Green Claims in Focus: What the planned amendment to the Unfair Competition Act Means for Businesses

Environmental and sustainability messages have become standard in corporate communications. Terms such as "sustainable", "environmentally friendly" or "organic" have a significant influence on purchasing decisions. At the same time, these claims are potentially misleading under Austrian unfair competition law due to their lack of clarity (see our Newsletter on Greenwashing)

The Directive (EU) 2024/825 (the "EmpCo Directive") further tightens the standards for green claims". The new requirements will take effect on September 27, 2026. With the government proposal for Austria’s implementation now available, the reform under the Unfair Competition Act (UWG) is taking concrete shape. This adds specific sustainability-related provisions to both the prohibition on misleading advertising and the "black list" of prohibited commercial practices under the UWG.


Overview of Key Changes
 

  • New Legal Definitions in the UWG  (§ 1 Abs 4 Z 11–15 UWG)

For the first time, key terms such as "(general) environmental claim", "sustainability label" and "certification system" are defined by law. This broadens the scope of application and provides a more systematic framework for individual assessments, which have so far been largely shaped by case law.
 

  • Expansion of the "black list

The draft bill expands the Annex to the UWG to include several new prohibited practices (in particular, sections 2a and 4a through 4c), thereby classifying certain environmental business practices as per se unlawful (see below for details). In addition, it introduces new prohibitions beyond green claims (specifically sections 23d–23j, such as those regarding durability, reparability, and software updates) and strengthens the focus on substantive sustainability with provisions on product lifespan, transparency toward consumers, and additional requirements for the use and maintenance of products.
 

  • Stricter Rules on Misleading Commercial Practices  (§ 2 UWG) 

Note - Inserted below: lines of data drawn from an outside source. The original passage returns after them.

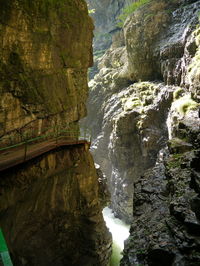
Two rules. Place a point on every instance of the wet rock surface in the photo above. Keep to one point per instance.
(50, 211)
(160, 198)
(165, 226)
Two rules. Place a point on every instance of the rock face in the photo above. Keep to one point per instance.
(44, 61)
(128, 122)
(105, 14)
(50, 211)
(165, 228)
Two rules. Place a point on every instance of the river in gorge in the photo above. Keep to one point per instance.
(119, 231)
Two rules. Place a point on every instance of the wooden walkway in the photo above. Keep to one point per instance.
(14, 156)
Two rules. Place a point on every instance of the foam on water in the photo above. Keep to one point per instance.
(119, 231)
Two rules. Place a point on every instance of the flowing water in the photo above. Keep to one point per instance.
(119, 231)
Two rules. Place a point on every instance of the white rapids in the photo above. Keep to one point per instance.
(119, 231)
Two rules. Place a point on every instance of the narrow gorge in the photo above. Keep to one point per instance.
(100, 121)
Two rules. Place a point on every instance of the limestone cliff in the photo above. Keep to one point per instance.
(146, 92)
(45, 53)
(50, 211)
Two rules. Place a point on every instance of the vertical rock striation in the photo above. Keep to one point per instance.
(50, 211)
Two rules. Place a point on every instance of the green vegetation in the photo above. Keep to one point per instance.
(175, 161)
(178, 93)
(185, 104)
(129, 10)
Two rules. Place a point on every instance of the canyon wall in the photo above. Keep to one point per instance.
(50, 211)
(146, 97)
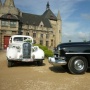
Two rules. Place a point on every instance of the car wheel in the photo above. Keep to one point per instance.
(77, 65)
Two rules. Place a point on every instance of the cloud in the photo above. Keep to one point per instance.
(86, 16)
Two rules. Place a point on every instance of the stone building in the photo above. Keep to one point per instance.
(45, 29)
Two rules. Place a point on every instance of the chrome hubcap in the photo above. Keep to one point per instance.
(79, 65)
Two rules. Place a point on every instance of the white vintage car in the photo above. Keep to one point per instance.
(21, 49)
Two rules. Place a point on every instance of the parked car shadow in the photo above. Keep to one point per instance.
(26, 64)
(58, 69)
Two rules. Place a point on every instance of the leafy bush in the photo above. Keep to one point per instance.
(48, 53)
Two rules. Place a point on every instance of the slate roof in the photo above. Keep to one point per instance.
(9, 16)
(33, 19)
(49, 14)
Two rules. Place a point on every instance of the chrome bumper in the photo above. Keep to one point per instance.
(56, 62)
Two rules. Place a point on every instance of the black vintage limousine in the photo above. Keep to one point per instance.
(75, 56)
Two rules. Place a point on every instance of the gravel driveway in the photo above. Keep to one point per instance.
(29, 76)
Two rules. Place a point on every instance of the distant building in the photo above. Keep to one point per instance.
(45, 29)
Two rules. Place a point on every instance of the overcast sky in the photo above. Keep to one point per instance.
(75, 15)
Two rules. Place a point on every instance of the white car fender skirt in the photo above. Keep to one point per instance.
(12, 53)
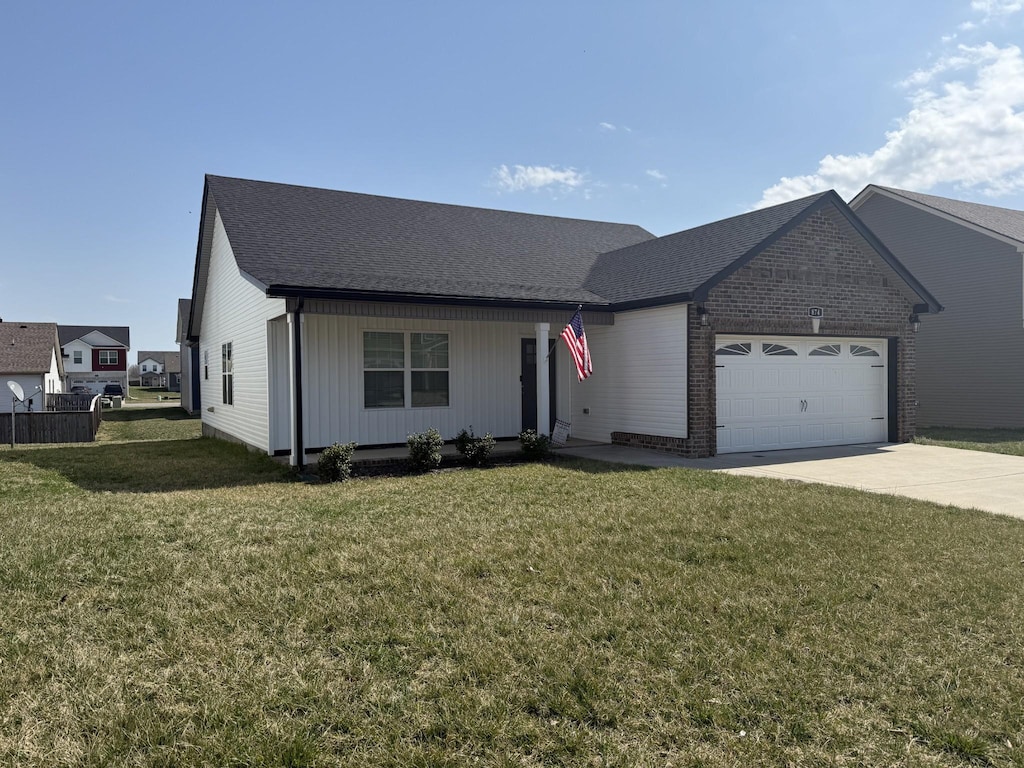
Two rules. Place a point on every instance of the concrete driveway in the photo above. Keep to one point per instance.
(972, 479)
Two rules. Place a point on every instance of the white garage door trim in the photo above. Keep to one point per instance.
(786, 392)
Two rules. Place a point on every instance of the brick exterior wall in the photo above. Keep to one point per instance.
(821, 262)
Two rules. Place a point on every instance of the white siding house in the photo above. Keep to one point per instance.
(324, 316)
(235, 386)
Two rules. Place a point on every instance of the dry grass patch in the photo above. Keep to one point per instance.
(572, 613)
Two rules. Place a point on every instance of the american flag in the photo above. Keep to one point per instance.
(576, 339)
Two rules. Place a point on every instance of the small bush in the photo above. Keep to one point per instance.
(535, 445)
(335, 463)
(425, 451)
(476, 450)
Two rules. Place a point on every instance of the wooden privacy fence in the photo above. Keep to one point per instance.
(57, 425)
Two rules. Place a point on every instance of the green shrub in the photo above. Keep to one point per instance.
(425, 451)
(535, 445)
(335, 463)
(476, 450)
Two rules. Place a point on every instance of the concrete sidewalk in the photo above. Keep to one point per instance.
(972, 479)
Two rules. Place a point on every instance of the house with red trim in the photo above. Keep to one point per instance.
(95, 355)
(322, 315)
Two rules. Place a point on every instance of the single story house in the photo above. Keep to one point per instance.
(188, 354)
(30, 356)
(160, 369)
(971, 357)
(326, 315)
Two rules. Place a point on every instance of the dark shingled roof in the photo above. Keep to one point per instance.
(680, 263)
(71, 333)
(170, 360)
(288, 237)
(1005, 221)
(27, 347)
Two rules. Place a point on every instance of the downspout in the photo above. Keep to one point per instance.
(300, 452)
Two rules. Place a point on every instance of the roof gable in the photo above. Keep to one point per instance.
(111, 336)
(293, 240)
(29, 347)
(1006, 224)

Companies may only make forward-looking environmental statements on the basis of concrete, verifiable, and publicly available implementation plans, and may not highlight irrelevant or legally required characteristics (Section 2(3)(4) and (5) of the Unfair Competition Act (UWG); see also Annex Z 10a).
 

  • Abusive Cease-and-Desist Letters (§ 7a UWG) 

The government proposal now also sanctions abusive cease-and-desist letters (particularly in cases of mass campaigns aimed at generating revenue): Those affected can claim injunctive relief and damages, while the party issuing the cease-and-desist letter loses its compensation right.

In practice, the changes outlined above are most evident in two particularly relevant areas: sustainability labels and general environmental claims. 
 
 

Sustainability Labels: New Rules for Voluntary and Marketing-Driven Labels
 

Sustainability labels will be subject to stricter requirements. This applies to voluntary public or private trust labels, quality marks, or similar designations used to highlight the environmental or social characteristics of a product, process, or company. Mandatory labels required under EU law or national law are not covered.

Under the planned amendments to Annex Z 2a of the UWG, the use of a sustainability label is permissible only if it is based on a certification system or has been established by government agencies. This requires a reassessment not only of traditional labels but also of marketing-driven "green badges" and green brands, because in their overall context, they may create the impression of a sustainability label.

Companies should therefore verify whether their sustainability labels are actually based on a robust certification system or are established by the government. If not, they should make the necessary adjustments. This also means that the relevant labels must be open to third parties—including competitors in the market.
 
 

General Environmental Claims and Other Prohibitions
 

Another key area concerns general environmental claims. These are claims that suggest a positive environmental impact (such as "climate-friendly", "sustainable" etc.) without sufficiently specifying it. According to the Commission’s FAQs on the EmpCo Directive determining whether a claim qualifies as an environmental claim depends on the specific commercial context and the perception of the average consumer.

Under the proposed Annex Z 4a of the UWG, general environmental claims will be inadmissible if the business operator cannot provide evidence of the recognized outstanding environmental performance to which the claim refers.

Under Annex Z 4b UWG, an environmental claim regarding the entire product or the company’s entire business operations is inadmissible if it actually refers only to a specific aspect of the product or a specific activity of the company. Companies should therefore pay particular attention to whether a claim concerns only a specific aspect—such as packaging, manufacturing, or individual product components—but creates a broader impression among consumers.



Conclusion


With these stricter regulations, sustainability communication is becoming an even greater balancing act. While companies may continue to advertise environmental benefits, they must communicate them clearly, specifically, and verifiably. This is largely in line with previous case law. What is new, however, are the extensive per se prohibitions and, consequently, the elimination of the requirement to assess whether a claim is likely to be misleading.

Companies should therefore continue to carefully check their environmental communications. Of particular concern are blanket environmental statements, product- and company-related sustainability promises, and sustainability labels. For every claim, it must be clear what it specifically refers to, what evidence supports it, and whether the overall impression created by the product’s presentation, packaging, and accompanying advertising is consistent with that evidence.